I suggest we keep a close watch. And I agree with Bill that Wall Street’s return should have a price; which he says, “is the repairing of its tarnished reputation and the need to restore public confidence in the markets,” which is very much needed. Bill goes on to talk about the need for “a wholesale reform of how bankers, traders and executives are compensated on Wall Street. A new system that rewards prudent risk-taking and holds people personally and financially accountable for their actions is a prerequisite to restoring our faith in Wall Street.”
Amen. If the same Wall Street giants who helped bring on one of the worst financial crises in the history of our country are invited back into power then we’d best have some checks and balances to assure this doesn’t happen again. And how long and how loudly have I preached for the necessity of holding bankers who committed the fraud accountable?

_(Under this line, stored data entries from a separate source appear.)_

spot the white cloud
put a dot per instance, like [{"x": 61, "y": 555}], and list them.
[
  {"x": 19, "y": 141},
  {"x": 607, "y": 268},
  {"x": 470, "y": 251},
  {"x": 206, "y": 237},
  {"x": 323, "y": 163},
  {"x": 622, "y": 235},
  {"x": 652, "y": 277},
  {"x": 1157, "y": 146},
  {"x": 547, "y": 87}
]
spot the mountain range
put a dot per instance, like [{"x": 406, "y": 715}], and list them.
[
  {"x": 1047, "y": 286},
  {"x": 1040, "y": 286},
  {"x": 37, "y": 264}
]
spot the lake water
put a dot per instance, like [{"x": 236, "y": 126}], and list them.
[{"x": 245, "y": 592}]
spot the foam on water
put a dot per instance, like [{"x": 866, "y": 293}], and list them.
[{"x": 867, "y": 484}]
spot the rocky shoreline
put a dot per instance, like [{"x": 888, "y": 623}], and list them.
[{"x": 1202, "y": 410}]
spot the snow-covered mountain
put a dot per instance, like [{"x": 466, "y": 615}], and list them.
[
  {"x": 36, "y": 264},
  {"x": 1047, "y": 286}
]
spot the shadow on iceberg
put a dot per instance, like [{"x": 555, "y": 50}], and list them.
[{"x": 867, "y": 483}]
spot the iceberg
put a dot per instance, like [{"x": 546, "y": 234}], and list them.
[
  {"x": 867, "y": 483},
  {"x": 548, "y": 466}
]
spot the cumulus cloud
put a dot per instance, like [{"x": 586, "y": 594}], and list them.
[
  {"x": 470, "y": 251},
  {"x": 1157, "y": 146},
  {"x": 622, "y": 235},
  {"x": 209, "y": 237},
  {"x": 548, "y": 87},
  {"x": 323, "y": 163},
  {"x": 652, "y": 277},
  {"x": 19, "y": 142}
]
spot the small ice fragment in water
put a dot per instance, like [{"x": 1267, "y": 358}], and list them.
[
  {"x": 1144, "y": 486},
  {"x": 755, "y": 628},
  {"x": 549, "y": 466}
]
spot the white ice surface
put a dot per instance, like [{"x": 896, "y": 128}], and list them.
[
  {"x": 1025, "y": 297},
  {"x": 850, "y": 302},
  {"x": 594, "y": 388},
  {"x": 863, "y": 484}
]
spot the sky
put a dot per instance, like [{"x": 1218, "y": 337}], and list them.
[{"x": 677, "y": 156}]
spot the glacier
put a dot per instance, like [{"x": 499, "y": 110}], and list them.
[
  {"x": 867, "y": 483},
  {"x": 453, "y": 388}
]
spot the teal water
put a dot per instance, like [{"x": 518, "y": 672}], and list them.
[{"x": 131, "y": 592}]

It was greed that exacerbated the crisis; it was greed that brought on the 2010 Dodd-Frank Act that re-regulated Wall Street which governed what banks and traders could do to make money as well as the risks involved.
And it’s greed that could take us down once again. Ironic that the Wall Streeters were rewarded by the previous administration with no accountabilities for past transgression other than the $200 billion in fines that their shareholders and the public took on. As Bill reminds us, there was no real justice. Of the Wall Streeters involved, the TBTF executives and traders, not even one has been held accountable and responsible, to date.
True, as Bill reminds us, “Dodd-Frank and other financial regulations adopted around the same time have made it much harder for Wall Street to do what it does best: provide much-needed capital to businesses that want it.” True, the regulation burden is more than cumbersome; it has hurt the economy and the smaller banks that bear the heavy cost of compliance disproportionately.
Bill suggests, “junk Wall Street’s compensation system, which continues to reward bankers for making big bets with other people’s money and does nothing to hold them accountable when the bets go bad. We need to replace this system with one that rewards people when they succeed but penalizes them when they fail.” He believes we should require executives at the helm of each big bank “the top 500 or so people to put their own assets on the line in the event of a bankruptcy filing, bailout or default.”
In other words, they need ”skin in the game” and to take their fair share of the consequences if the gamble goes awry. As my colleagues in our Bank Whistleblowers United platform point out, the President himself has the ability to impose substantial additional capital requirements on large banks without legislation from Congress. And in a WSJ op-ed this week, Neel Kashkari, President of the Federal Reserve Bank of Minneapolis and, ironically, a Goldman Sachs alum, also argues the large banks should have their own skin in the game in the form of additional equity.
Fighting words, yet if that is the price Wall Street needs to pay for rehabilitation, so be it. As Bill says, “Wall Street has for too long been rewarding its star performers for generating as much revenue as possible,” and without caring how it was done and at whose expense and the taxpayer had to bear the brunt.
Regardless of how talented President Trump’s new Wall Street advisors might be, regardless of the sound advice they might give our new President, and they certainly have the experience and knowledge to in fact offer good guidance if they so choose; to allow a continuance of their previous gambling using other people’s money is criminal. Wall Street needs reform, not rewards.